Welcome to the RunCoach site. Here you can download the training software, read from our extensive training tips section, ask questions in either our forums or FAQ section, subscribe to our informative newsletter or use one of our calculators. Feedback and participation is encouraged. Feel free to ask any question you like. Enjoy your stay.

What is RunCoach

An advanced expert system that creates running schedules tailored for each individual. The program generates a personal training plan for you whether your goal is to complete a fun run or to lower your 10k time. First you fill in details about yourself. Then it produces a training schedule to match your goals. If you have no goals it can suggest one or if your goal is too optimistic it will advise you. The program is fully functional shareware. 

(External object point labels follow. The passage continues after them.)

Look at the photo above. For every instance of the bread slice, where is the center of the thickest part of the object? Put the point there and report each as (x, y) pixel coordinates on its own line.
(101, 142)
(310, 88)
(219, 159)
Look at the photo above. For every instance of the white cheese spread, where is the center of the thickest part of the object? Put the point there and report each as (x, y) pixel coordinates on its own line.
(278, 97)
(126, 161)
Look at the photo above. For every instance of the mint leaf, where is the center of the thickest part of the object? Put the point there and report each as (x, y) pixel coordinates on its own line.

Its running knowledge is extensive and includes the following:-

  • internally classifies runners into five major groups
  • takes into account age, experience, PB's, sex, training program etc.
  • able to select days of the week you can run, and your long run day
  • provides feedback on whether you are capable of meeting your goal time
  • can suggest goal's based on your individual ability
  • provides a schedule even if RunCoach is sceptical you can reach your goal
  • knows about VO2 max, anaerobic threshold, efficiency, long runs etc.
  • has many rules for minimising injury
  • has a variety of individualised speedwork schedules built in
  • understands periodisation and complex schedules and selects between them
  • can predict race results for distances not previously run
  • can produce a schedule for the complete beginner through to the elite

The windows version has a fully functioning training log integrated with the coaching function.  This log provides customised data entry for all types of running workouts.  It has hundreds of graphs and reports and provides for comparisons between the planned activities and what was actually done.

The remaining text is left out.